The example is the process. The test code only diffs. What makes the golden trustworthy is that a changed reference is reviewed as output in the same change that altered the engine.

The most common mistake is treating golden testing as byte-for-byte testing. NextPDF’s goldens are not the file’s bytes — they are its extracted text and its normalised structural operators. Asserting raw bytes would fail on a new zlib version, a different subset tag, or a regenerated timestamp, none of which is a regression. The test would be re-blessed into uselessness within a week. (Where exact bytes genuinely must reproduce, that is the separate, stricter bitwise reproducibility profile, not a golden.)

The second mistake is assuming a green golden suite proves correctness. It proves non-change. A golden generated from buggy output faithfully protects the bug. Goldens guard against regression from a known-good baseline; they do not establish that the baseline was good. That is what the unit, structural, and conformance tiers are for.

A golden test answers exactly one question: did the output change from the pinned reference. It does not say whether the reference was ever correct. It also does not measure performance, conformance, or security. Those are other tiers. The fixture corpus size, the suite’s pass rate, and any coverage figure are living quality signals generated from continuous-integration artifacts and published with the build. They are intentionally not stated here, where they could go stale.

The exact directory layout, comparator internals, and update switch are owned by the engine’s test infrastructure and may evolve. The test configuration is the authority if it ever disagrees with this explanation. This page makes no claim about any other library’s snapshot or golden tooling.

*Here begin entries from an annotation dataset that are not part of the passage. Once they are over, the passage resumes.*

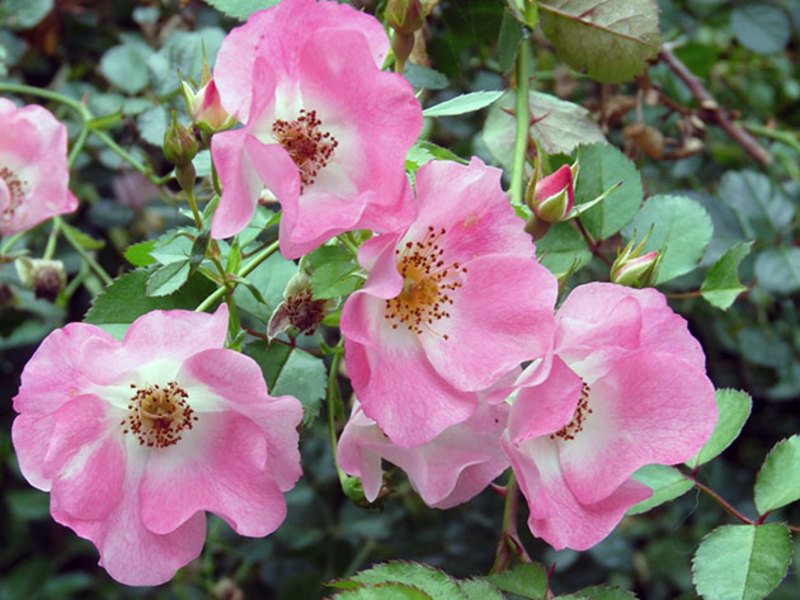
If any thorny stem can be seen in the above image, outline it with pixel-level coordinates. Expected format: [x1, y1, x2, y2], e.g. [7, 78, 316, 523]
[509, 38, 530, 206]
[658, 46, 772, 165]
[489, 471, 533, 573]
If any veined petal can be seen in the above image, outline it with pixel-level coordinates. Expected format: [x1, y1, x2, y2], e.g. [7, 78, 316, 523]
[419, 255, 557, 391]
[559, 350, 716, 504]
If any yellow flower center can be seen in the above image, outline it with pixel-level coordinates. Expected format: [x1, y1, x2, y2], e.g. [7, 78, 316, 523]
[120, 381, 197, 448]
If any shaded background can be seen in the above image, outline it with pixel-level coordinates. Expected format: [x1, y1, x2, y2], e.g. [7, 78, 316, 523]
[0, 0, 800, 600]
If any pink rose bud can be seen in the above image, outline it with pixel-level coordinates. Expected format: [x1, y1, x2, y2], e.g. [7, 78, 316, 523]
[186, 79, 236, 134]
[385, 0, 425, 35]
[525, 165, 575, 223]
[164, 111, 198, 167]
[611, 250, 659, 288]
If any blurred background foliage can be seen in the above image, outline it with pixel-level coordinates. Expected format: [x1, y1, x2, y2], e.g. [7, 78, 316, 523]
[0, 0, 800, 600]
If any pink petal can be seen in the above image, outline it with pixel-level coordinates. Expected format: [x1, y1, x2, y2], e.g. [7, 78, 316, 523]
[122, 303, 228, 366]
[345, 326, 477, 446]
[14, 323, 122, 415]
[419, 255, 558, 391]
[558, 283, 705, 369]
[336, 405, 387, 502]
[214, 0, 389, 121]
[503, 438, 652, 550]
[178, 348, 303, 491]
[405, 157, 535, 264]
[139, 412, 286, 536]
[50, 459, 206, 585]
[508, 357, 583, 445]
[559, 350, 717, 503]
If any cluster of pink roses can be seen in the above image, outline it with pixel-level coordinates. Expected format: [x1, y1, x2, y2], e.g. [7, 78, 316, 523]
[7, 0, 716, 584]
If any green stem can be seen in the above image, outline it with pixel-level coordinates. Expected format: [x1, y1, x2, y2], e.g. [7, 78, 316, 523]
[195, 242, 278, 312]
[42, 219, 61, 260]
[489, 471, 532, 573]
[67, 123, 89, 170]
[53, 216, 113, 285]
[0, 231, 27, 256]
[509, 39, 531, 206]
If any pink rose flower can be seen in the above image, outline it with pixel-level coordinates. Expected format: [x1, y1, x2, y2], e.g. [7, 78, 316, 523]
[341, 158, 557, 446]
[338, 402, 510, 509]
[0, 98, 78, 235]
[211, 0, 422, 258]
[12, 305, 302, 585]
[502, 283, 717, 550]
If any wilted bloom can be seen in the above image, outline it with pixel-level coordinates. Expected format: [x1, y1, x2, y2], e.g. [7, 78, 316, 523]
[503, 283, 717, 550]
[12, 305, 302, 585]
[211, 0, 422, 258]
[525, 163, 577, 223]
[338, 402, 509, 508]
[0, 98, 78, 235]
[341, 158, 557, 446]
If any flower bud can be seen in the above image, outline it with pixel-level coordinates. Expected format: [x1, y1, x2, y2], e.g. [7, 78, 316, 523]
[267, 268, 338, 340]
[384, 0, 425, 35]
[525, 165, 577, 223]
[164, 110, 198, 168]
[14, 257, 67, 302]
[181, 79, 236, 134]
[610, 234, 661, 288]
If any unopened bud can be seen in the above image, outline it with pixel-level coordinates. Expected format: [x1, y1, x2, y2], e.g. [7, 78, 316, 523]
[610, 234, 661, 288]
[384, 0, 425, 35]
[181, 79, 236, 135]
[525, 165, 577, 223]
[164, 110, 198, 167]
[14, 257, 67, 302]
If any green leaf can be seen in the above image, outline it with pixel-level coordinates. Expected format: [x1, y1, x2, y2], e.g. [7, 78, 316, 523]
[145, 259, 191, 296]
[403, 62, 450, 90]
[538, 0, 661, 83]
[206, 0, 281, 21]
[717, 171, 794, 242]
[125, 240, 156, 267]
[575, 144, 642, 240]
[536, 223, 592, 278]
[692, 523, 792, 600]
[486, 563, 547, 600]
[731, 2, 792, 54]
[700, 242, 753, 310]
[628, 465, 694, 516]
[406, 140, 469, 171]
[334, 583, 436, 600]
[458, 579, 505, 600]
[422, 90, 503, 117]
[61, 222, 106, 250]
[481, 90, 606, 173]
[755, 435, 800, 515]
[350, 562, 467, 600]
[136, 106, 169, 148]
[0, 0, 55, 30]
[100, 36, 155, 95]
[575, 585, 636, 600]
[755, 246, 800, 294]
[624, 195, 714, 283]
[686, 389, 753, 469]
[83, 269, 215, 325]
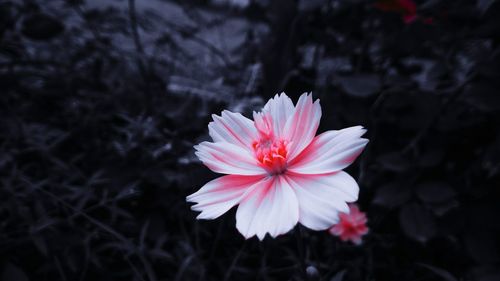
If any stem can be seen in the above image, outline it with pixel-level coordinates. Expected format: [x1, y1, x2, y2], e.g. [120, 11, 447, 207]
[295, 225, 308, 280]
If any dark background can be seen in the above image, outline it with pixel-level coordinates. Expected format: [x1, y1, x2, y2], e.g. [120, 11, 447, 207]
[0, 0, 500, 281]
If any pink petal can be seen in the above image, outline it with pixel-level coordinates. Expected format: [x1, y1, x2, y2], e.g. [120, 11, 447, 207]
[283, 93, 321, 160]
[287, 172, 359, 230]
[208, 110, 258, 149]
[263, 93, 295, 138]
[186, 175, 263, 219]
[236, 176, 299, 240]
[288, 126, 368, 174]
[194, 142, 267, 175]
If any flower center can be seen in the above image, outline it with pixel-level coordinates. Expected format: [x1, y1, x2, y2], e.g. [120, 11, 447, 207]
[252, 138, 288, 175]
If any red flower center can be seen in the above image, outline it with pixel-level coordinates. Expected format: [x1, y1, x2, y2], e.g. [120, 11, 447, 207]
[252, 138, 287, 174]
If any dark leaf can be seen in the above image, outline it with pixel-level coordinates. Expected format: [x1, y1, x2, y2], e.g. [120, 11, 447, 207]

  • Golden file — a pinned reference output, generated from known-good engine behaviour and committed, that a test diffs against on every run. Never auto-updated.
  • Two-layer diff — NextPDF’s golden comparison: extracted text (Layer 1) plus normalised structural operators (Layer 2), instead of raw bytes.
  • Snapshot test — a related but distinct technique where the reference is regenerated on first run and drift is acknowledged via an update flag.
  • Characterization test — a test that locks in existing behaviour without asserting it is correct, typically to make a refactor safe.
  • Reproducibility profile — the level at which output must reproduce: bitwise (exact bytes), structural (object graph and operator sequence, benign byte variance allowed), or semantic (meaning). Golden tests here assert the structural profile.
  • GOLDEN_UPDATE — the explicit environment switch that authorises overwriting golden references; a rare, reviewed operation.